By Meredith Bennett-Smith ("The Huffington Post," September 20, 2012)
Extracted from http://wwrn.org/articles/38122/
Hundreds, perhaps thousands, of American pastors plan on challenging the Internal Revenue Service next month, endorsing specific candidates in an attempt to force the courts to decide if politics should be allowed in the pulpit.
Dubbed "Pulpit Freedom Sunday," the Oct. 7 event marks the fourth year that churches, led by conservative group Alliance Defending Freedom, have carried out the protest. Pastors attending the event will “preach sermons that will talk about the candidates running for office” and then “make a specific recommendation,” Erik Stanley, senior legal counsel for the ADF, said.
"The purpose is to make sure that the pastor -- and not the IRS -- decides what is said from the pulpit,” Stanley told FoxNews.com. “It is a head-on constitutional challenge.”
Last year hundreds of pastors participated in the special Sunday event, preaching about American politics and hot-button issues including same-sex marriage and abortion, according to The New York Times. The politically charged sermons were recorded and sent to the IRS to prove the pastors' violations of a 1954 tax code amendment banning such discourse.

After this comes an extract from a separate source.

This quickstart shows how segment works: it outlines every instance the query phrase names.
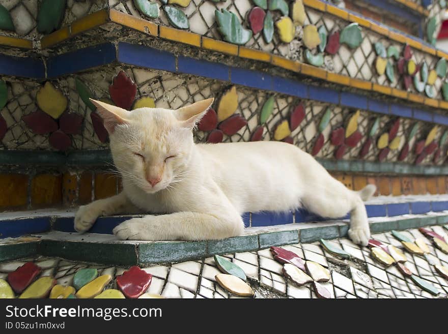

The amendment, added to the code by Congress in 1954, placed new restrictions on 501(c)(3) organizations including churches, warning that such charitable organizations could lose their coveted tax-exempt statuses if they intervened in political campaigns, according to the Pew Forum. While the amendment is often interpreted as limiting political advocacy, the rule's purpose has more to do with political contributions. (The tax code applies to all 510(c)(3) organizations, not just places of worship.)
The ADF and similar organizations feel like the rule makes churches choose, however, between participating in political campaigns they feel strongly about and accepting tax-free donations. "Pulpit Freedom Sunday" is a way to goad the IRS into enforcing their restrictions, which could then be challenged in court.
Stanley told FoxNews.com that the IRS does indeed threaten churches with the loss of their tax-exempt statuses but claims the government never acts on the threats in order to avoid a court battle.
Jim Garlow, pastor of California megachurch Skyline Church told Mike Huckabee the amendment constitutes a "muzzle on churches."
"Pastors are rising up" in order to take back their freedom of speech and freedom of religion, Garlow said.
"The law hangs over us like a Damocles sword, in a sense chilling pastors... intimidating pastors," said Garlow, who led preachers in the battle to pass California’s Proposition 8, which banned same-sex marriage.
“The freedom of speech and the freedom of religion promised under the First Amendment means pastors have full authority to say what they want to say,” Garlow told The New York Times in 2011.
In a promotional video created for the event and posted to YouTube, the a narrator connects political speech in churches to some of the biggest movements of our nation's history.
Pastors participating in the Sunday event will be part of a long and storied tradition, according to the video. The tradition is "birthed in the earliest days of America, when pastors used their pulpits to encourage our independence, to speak out against slavery and proclaim their support for the civil rights movement."